In his prophetic book, The Decline and Fall of the American Automobile Industry, veteran automotive writer Brock Yates predicted the collapse of General Motors a couple decades early.
The work is famous for quotes like, "If GM had kept up with technology like the computer industry has, we would all be driving $25 cars that got 1000 MPG." While that might be a bit of hyperbole to make a point, there’s a core of truth there -- that American automakers, dragged down by arrogance and lethargy, ignored emerging technology and fell behind the rest of the world’s manufacturers.
Essentially, Detroit’s automakers believed their products were and would remain superior to any foreign makes -- making the need to actively engage savvy buyers seem unnecessary. That kind of thinking put GM on the brink of disaster and almost pushed Ford to that same potential abyss.
A recent announcement from Ford indicates Motor City learned from its past mistakes and is enthusiastically embracing online and entertainment technology to promote brand awareness. And the numbers indicate it’s working.
At a recent event sponsored by Ford to preview its cars destined for the LA Auto Show, reporters had a chance to play video games featuring the automaker’s models. For example, the "Gran Turismo 5" game offers 28 Fords to choose from, including everything from the entry-level Ford Ka to an elite Ford GT. And seven cars show up in another game, "Need For Speed: The Run" -- including the Boss Mustang 302 and a Police Interceptor Concept design.
As it would pay to purchase ad space on a billboard or Website, Ford contracts with the game makers to have its real cars placed in the games. A report from Aaron Miller in Ford Communications, the auto giant's publicity arm, indicates that those placements of real-world Ford vehicles in virtual environments boost sales in our material world.
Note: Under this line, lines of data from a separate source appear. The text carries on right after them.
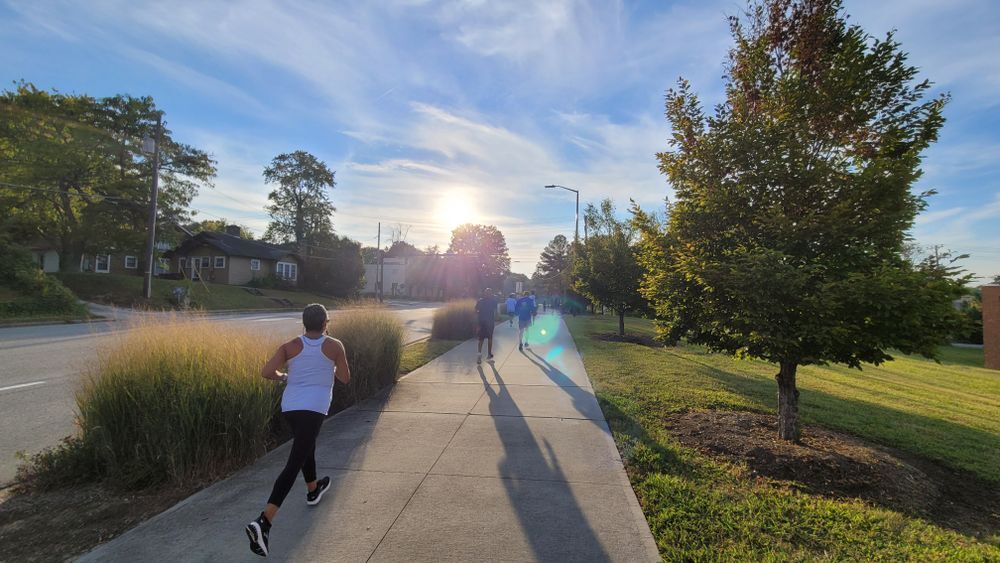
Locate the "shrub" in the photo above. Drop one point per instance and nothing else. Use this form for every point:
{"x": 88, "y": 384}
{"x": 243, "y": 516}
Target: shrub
{"x": 373, "y": 340}
{"x": 44, "y": 295}
{"x": 455, "y": 320}
{"x": 177, "y": 402}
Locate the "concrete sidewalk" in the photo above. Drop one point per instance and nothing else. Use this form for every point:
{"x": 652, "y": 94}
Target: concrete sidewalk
{"x": 511, "y": 461}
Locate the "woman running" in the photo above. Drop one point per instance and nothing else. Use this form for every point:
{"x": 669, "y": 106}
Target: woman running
{"x": 313, "y": 361}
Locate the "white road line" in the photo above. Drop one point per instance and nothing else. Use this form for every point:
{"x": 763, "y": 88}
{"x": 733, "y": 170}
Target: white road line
{"x": 33, "y": 383}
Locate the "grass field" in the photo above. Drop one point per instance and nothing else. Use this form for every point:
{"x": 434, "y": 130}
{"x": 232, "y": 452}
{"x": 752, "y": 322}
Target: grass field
{"x": 699, "y": 508}
{"x": 125, "y": 291}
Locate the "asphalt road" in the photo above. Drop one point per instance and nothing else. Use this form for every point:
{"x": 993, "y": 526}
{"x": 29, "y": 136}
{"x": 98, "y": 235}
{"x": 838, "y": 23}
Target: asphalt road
{"x": 40, "y": 371}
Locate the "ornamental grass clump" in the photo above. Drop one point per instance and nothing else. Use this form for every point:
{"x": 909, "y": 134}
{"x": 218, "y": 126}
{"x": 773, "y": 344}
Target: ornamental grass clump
{"x": 455, "y": 321}
{"x": 373, "y": 340}
{"x": 177, "y": 402}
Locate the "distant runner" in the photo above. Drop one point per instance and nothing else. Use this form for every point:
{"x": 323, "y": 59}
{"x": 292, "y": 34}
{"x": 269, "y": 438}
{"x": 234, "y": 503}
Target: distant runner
{"x": 313, "y": 361}
{"x": 511, "y": 308}
{"x": 524, "y": 309}
{"x": 486, "y": 313}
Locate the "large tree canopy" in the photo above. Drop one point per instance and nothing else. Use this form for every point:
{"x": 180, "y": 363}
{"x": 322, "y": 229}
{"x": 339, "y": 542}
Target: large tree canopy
{"x": 301, "y": 210}
{"x": 482, "y": 254}
{"x": 793, "y": 201}
{"x": 73, "y": 174}
{"x": 552, "y": 274}
{"x": 605, "y": 268}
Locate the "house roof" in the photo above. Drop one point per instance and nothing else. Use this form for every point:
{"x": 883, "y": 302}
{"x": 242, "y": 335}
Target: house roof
{"x": 233, "y": 246}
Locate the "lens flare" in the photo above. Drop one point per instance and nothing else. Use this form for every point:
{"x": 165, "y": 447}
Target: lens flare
{"x": 544, "y": 328}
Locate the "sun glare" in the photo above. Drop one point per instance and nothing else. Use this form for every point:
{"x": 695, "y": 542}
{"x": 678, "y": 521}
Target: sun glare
{"x": 454, "y": 210}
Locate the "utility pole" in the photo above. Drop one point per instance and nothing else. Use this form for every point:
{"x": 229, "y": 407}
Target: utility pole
{"x": 576, "y": 235}
{"x": 147, "y": 282}
{"x": 378, "y": 265}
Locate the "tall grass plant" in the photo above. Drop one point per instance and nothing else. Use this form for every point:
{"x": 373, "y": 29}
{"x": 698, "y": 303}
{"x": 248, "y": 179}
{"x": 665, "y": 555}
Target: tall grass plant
{"x": 179, "y": 401}
{"x": 455, "y": 320}
{"x": 373, "y": 340}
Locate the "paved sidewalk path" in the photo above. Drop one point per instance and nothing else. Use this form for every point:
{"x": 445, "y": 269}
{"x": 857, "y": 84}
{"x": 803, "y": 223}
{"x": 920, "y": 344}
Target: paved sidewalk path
{"x": 510, "y": 461}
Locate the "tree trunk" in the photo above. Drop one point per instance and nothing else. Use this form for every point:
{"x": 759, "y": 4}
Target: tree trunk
{"x": 788, "y": 403}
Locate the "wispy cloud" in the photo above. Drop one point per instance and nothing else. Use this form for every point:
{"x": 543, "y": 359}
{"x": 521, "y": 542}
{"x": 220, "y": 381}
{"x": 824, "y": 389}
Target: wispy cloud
{"x": 413, "y": 100}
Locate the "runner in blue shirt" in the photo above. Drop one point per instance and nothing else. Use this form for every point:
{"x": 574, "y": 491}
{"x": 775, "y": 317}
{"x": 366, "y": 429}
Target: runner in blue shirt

According to Miller, more than 250 million copies of games that feature a Ford product have been sold since Ford entered the gaming industry in 1995 with "Sega Rally", including racing, simulation, and adventure games. Ford’s in-house studies indicate in-game placements of Ford vehicles result in a 36 percent increase in Ford’s brand rating and a 28 percent increase in purchase consideration among targeted buyers.
So, Ford is allowing would-be buyers to drive their cars in a virtual, ideal, and accentuated environment in the hope that they’ll look to replicate some of that experience on real streets.
“This is about how Ford’s involvement in video games is improving Ford's reputation and consideration,” Miller contends.
Ford’s embracing of new media extends beyond console video games to augmented reality. The 2013 Ford Fusion is emerging into the market first via a smartphone and tablet app featuring a daily video clip that unlocks program features and original online content, including demonstrations of key vehicle features. The Fusion experience is available for iOS and Android devices.
Users of the app will drive a Fusion through a series of specially designed “worlds” that unlock to reveal the vehicle. That allows would-be owners to virtually test drive the Fusion through various environments leading up to its reveal at the 2012 North American International Auto Show. The app should get a lot of play a month from now in Las Vegas, where the current Ford Fusion will be featured as the “Official Car of the 2012 International Consumer Electronics Show.”
The app and video game reach-out programs add up to a combined effort to use emerging media to put Ford shoppers behind the wheel of Ford cars before those cars are built, in showrooms or otherwise within reach of consumers. When you consider how much marketing forethought that requires, the changing mindset in Detroit comes into focus.
That American automotive industry Yates bemoaned as languishing in its past now embraces current technology to direct drivers’ collective attention to the future. Only time will tell if this more technologically advanced and aggressive strategy keeps the US car business in the black and on people’s minds, whether they’re flicking a game controller or turning a steering wheel.
— John Scott Lewinski is a journalist and author based in Los Angeles.